NEXUS NEWS

Empowering Problem Solvers with Dr. Billi

August 11, 2021

by Cj Pettus

Jack Billi

Lean Healthcare instructor Dr. Jack Billi recently shared some of his experiences and insights about the transformative five-day course.

We recently sat down with renowned continuous improvement expert Dr. Jack Billi. As the lead faculty member for Nexus’ Lean Healthcare program, Dr. Billi has a wealth of knowledge about Lean and continuous improvement topics. He shared some of his experiences and insights about Lean Healthcare, the five-day non-credit course.

HOW HAVE LEAN PRINCIPLES AND STRATEGIES IMPACTED YOUR CAREER?


Dr. Billi:
I have to say that I was an amateur problem solver until I discovered Lean thinking.

Once I discovered this basic science, I was like a kid in the candy store. All of the sudden, instead of flailing around, just throwing solutions at problems, I could actually take a step back and systematize my thinking. What was the gap I was seeing? Why was this important? How is this work done now? How can I see what’s happening? How can I ask people who are doing the work what’s going on in their problems? What ideas do they have about solving their problems—what do they think the causes are? What experiment do they want to try first? And how do they want to run it? Who’s going to do what when? 

That simple, systematic, sort of A3 in a nutshell is an approach that I use, essentially, every day in my life and work. I’d say Lean thinking consolidated my problem solving skills and strategies in a way that has transformed my life.

WHY DO YOU CHOOSE TO TEACH LEAN HEALTHCARE?


Dr. Billi:
I’ve been involved in this course for over 15 years, when I first discovered Lean thinking as an empowerment strategy for problem solving and realized its tremendous power in healthcare. I realized we needed to have a way to communicate this powerful method to other people in our institution and throughout the country.

The reason that I like it so much is that—unlike a lot of other workshops or training experiences—this is hands-on, using real-world problems. Teams come, bring a problem that they need to solve, and they learn about problem solving while working on their own real-world problem. So it’s interactive, small-group, hands-on learning. . . (when possible) with intact work teams who are working on their own real work problems. It’s the best kind of learning to do.
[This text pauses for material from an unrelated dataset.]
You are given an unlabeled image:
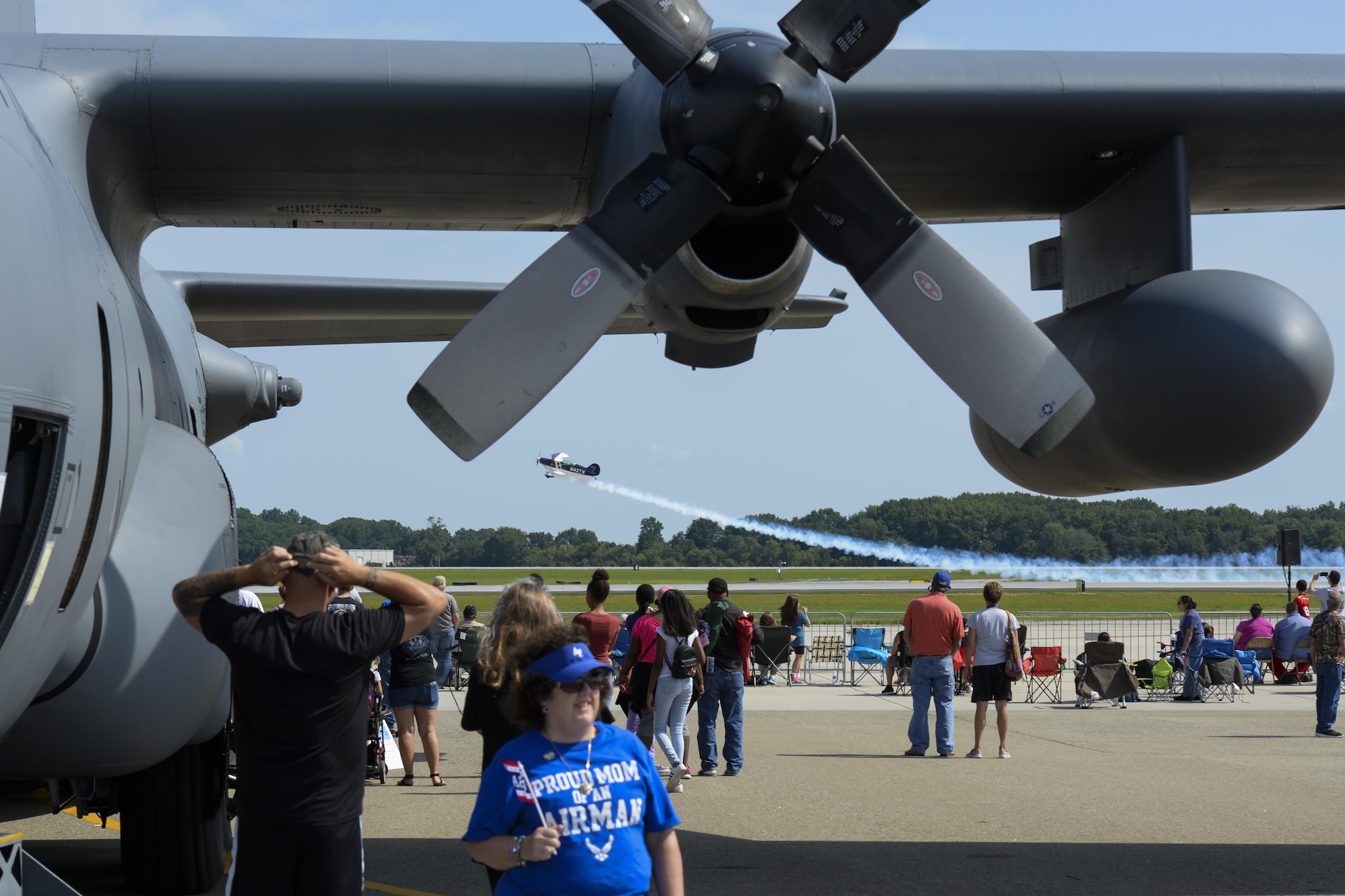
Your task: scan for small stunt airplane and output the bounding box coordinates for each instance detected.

It’s complemented by, of course, lectures and brief vignettes and videos and lots of questions and answers by the learners who are working on their own problem with their own team—and hopefully learning skills that they’ll then be able to continue growing and using when they’re back in their home institutions.

IF SOMEONE WERE TO ASK YOU WHY THEY SHOULD TAKE THE LEAN HEALTHCARE COURSE, WHAT WOULD YOU SAY?


Dr. Billi:
If people asked me why they should take this course, I’d say, ‘think about your workday and how long you go in your workday before you run into a problem.’ A lot of times people don’t even see it as a problem, it’s the workaround, it’s the way they get through. There’s a [paraphrased] quote from a famous Toyota leader [Fujio Cho], “Brilliant people, broken processes, and mediocre results.” So when you think about your work, often that’s what you see. So what we’re trying to do is empower people to be able to fix those broken processes. 

What we want to do, though, is instead of having people feel like they’re victims to these broken processes, and just feel overworked and burned out, we’d like to empower people to take responsibility, pull the authority to be able to make the changes and start improving the processes.

The only people who should take this course are people who see problems in their organizations.

WHAT FEEDBACK DO YOU HEAR FROM PARTICIPANTS ABOUT LEAN HEALTHCARE?


Dr. Billi: 
I’ve had people tell me—one guy who was the head of human resources, another was the head of marketing for a health system—that this was the best professional development experience they had in their entire career.

And people give us constructive feedback as well. This didn’t work so well for them, they found this part was a little slow, which is why I read every word that people give us in feedback, especially the open-ended comments. We modify this program every time we run it based on what we’ve heard and what we need to do in the future. 

HOW HAS THE COURSE EVOLVED OVER THE YEARS?


Dr. Billi: 
The course has changed dramatically, and the biggest changes have come just in the past 24 months as COVID hit. We went from having this very successful, hands-on small group and moved it to a virtual program. We ran the program several times virtually. We used jamboards and other sharing technology to still have the interactive group feel to it.

We’ve learned a lot from the virtual experience and plan to bring what we’ve learned into the real-world setting, especially some of the sharing technologies—virtual and electronic sharing technologies—that I think can be powerful. The whole purpose of the course is do try this at home, not don’t try this at home. We’re trying to encourage and empower people to bring this back.